Apple is up huge for 2020. Even though the tech giant hasn’t seen much growth, the company’s stock is up more than 50% for the year.

Amazon has seen over 70% growth from July 2019 to July 2020.

And Tesla has seen the biggest jump in the shortest amount of time – 50% just in the days since August 11, 2020 when the company announced their stock split.

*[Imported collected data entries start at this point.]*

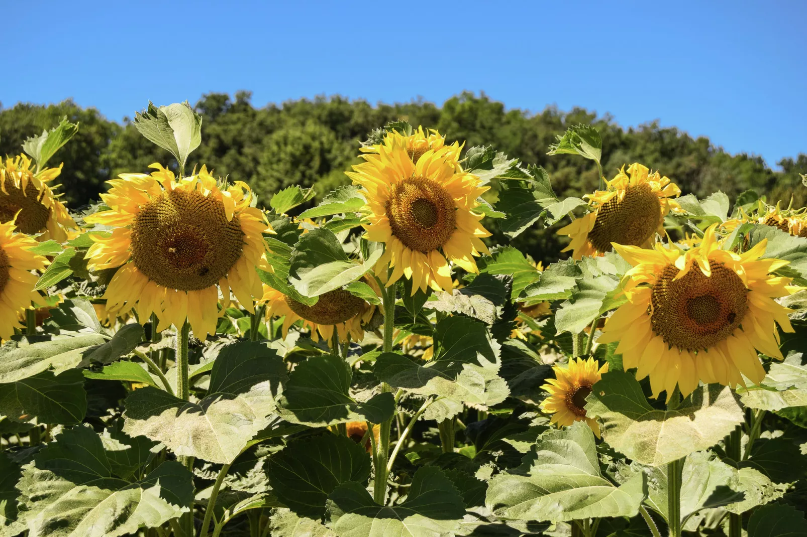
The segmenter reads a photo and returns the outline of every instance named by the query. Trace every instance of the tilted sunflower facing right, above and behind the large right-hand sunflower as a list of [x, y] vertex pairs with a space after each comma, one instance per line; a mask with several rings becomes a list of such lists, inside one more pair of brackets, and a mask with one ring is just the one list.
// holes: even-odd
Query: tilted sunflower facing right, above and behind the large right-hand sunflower
[[642, 164], [625, 166], [607, 189], [586, 194], [591, 212], [575, 219], [558, 235], [569, 235], [571, 243], [562, 252], [572, 257], [601, 256], [610, 252], [611, 243], [650, 248], [656, 232], [663, 232], [664, 217], [678, 204], [671, 200], [681, 194], [675, 183]]

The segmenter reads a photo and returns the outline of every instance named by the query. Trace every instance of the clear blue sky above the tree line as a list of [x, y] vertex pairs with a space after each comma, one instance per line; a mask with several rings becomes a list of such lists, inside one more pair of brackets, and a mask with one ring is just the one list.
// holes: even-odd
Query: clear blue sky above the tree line
[[[36, 7], [35, 7], [36, 6]], [[807, 2], [2, 2], [0, 102], [253, 105], [462, 90], [659, 119], [775, 166], [807, 152]]]

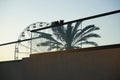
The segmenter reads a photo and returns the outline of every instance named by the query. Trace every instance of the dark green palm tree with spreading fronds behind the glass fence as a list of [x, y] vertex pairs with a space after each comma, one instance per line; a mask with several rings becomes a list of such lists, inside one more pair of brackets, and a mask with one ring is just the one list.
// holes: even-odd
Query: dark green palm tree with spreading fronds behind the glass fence
[[81, 48], [83, 44], [98, 46], [94, 41], [89, 41], [90, 38], [100, 38], [100, 35], [93, 33], [99, 30], [95, 25], [88, 25], [83, 29], [80, 28], [81, 22], [76, 22], [74, 26], [72, 23], [67, 26], [59, 26], [52, 28], [53, 33], [39, 32], [40, 38], [47, 41], [37, 44], [37, 46], [50, 46], [48, 50], [69, 50]]

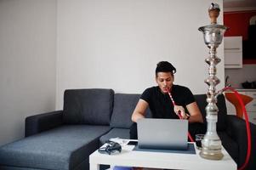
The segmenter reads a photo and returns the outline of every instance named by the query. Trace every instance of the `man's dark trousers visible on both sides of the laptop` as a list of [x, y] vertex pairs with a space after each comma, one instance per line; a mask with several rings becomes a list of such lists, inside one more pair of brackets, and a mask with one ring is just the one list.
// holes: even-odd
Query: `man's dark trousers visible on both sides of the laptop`
[[[195, 140], [196, 134], [206, 133], [206, 125], [201, 122], [189, 123], [189, 131], [191, 133], [191, 137]], [[135, 122], [130, 127], [130, 139], [138, 139], [137, 123]]]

But why on earth – when the world is experiencing such tumultuous times – are these stocks soaring?

Record-breaking stock surges during a recession?

Tech stocks are carrying the market thanks to the trillions of dollars of federal stimulus aid aimed at propping up the failing US economy.

Even though stocks are soaring, the average American isn’t out of the woods just yet. In just over 20 weeks, over 56 million workers found themselves without jobs.

That said, the labor market is showing subtle signs of improvement, helping rejuvenate optimism. While the economy isn’t near as well-off as it was pre-pandemic, the uptick in the stock market shows there’s hope.

By week’s end on August 8, the number of people seeking unemployment finally fell below one million, coming in at 963,000. It’s the first time since mandated shutdowns that this figure has been this low. However, at the peak of the housing bubble crisis of 2008 and 2009, today’s figures are still far higher than March 2009’s 665,000.

And, while new jobs have been created in the interim since the spring, layoffs are still astronomically high. Around 13 million jobs were lost with the shutdown. July’s unemployment rate was just over 10% – an historical high compared to February’s 3.5%, the lowest rate in 50 years.

Consumer spending is apparently on the rise, the housing market is rebounding, and corporate profits look better than first anticipated – all of which maintain investor optimism.

Fiscal Stimulus Has Reduced Pain

The loans the government have provided for businesses and the CARES Act stimulus money for individuals and families has helped ease the brunt of what otherwise would’ve been quite a painful last few months.

Governments and banks around the world funneled money into countries’ respective economies in an effort to ward off a global recession. In the US, this caused the Federal Reserve a deficit of nearly $7 trillion – and it looks like more stimulus might be on the way.

While this deficit might appear appalling at first, let’s examine this a bit closer.

Federal Reserve Stimulus

There are a lot of “relationships” in the financial field – one of these relationships is that between the Federal Reserve and the stock market.

Do you find it odd how the Federal Reserve’s balance sheet increases in conjunction with the stock market rising?

As the Federal Reserve prints more money, those holding bonds sell these somewhat safe positions to the Treasury – using the same cash printed by the Federal Reserve. They then take their proceeds and invest in riskier assets – the stock market – which causes the rise.

In other words, the economy is certainly not in good shape, but you can see from the above how the economy and the stock market are not the same thing.

Here’s another breakdown of the above:

On February 17, the stock market was declining. The Federal Reserve’s balance sheet showed $4.17 trillion. By March 23, as the stock market was tanking, the Reserve’s balance sheet rose to $5.25 trillion.

June 8 saw a peak of $7.17 trillion and by the end of the month a slip to $7.10 trillion. This illustrates the correlation that drove the market higher.

Why Is the Stock Market So High In a Bad Economy?

The economy paints a picture of the present, or current, financial situation, while the market illustrates the future.

According to the market, the future might not be so bleak as the economy would have you believe. Or at least it makes the future look just good enough that owning a few stocks appears more justified than owning other types of assets, such as real estate, bonds, or even cash.

This is the key to understanding how the markets and the economy are not the same thing but how they are indeed related.

The market will rise well before the recession is finished. Also, keep in mind – a recession is the period of time in which the economy declines. Even when an economy is still low, a recession can be considered over if the economy begins to grow again.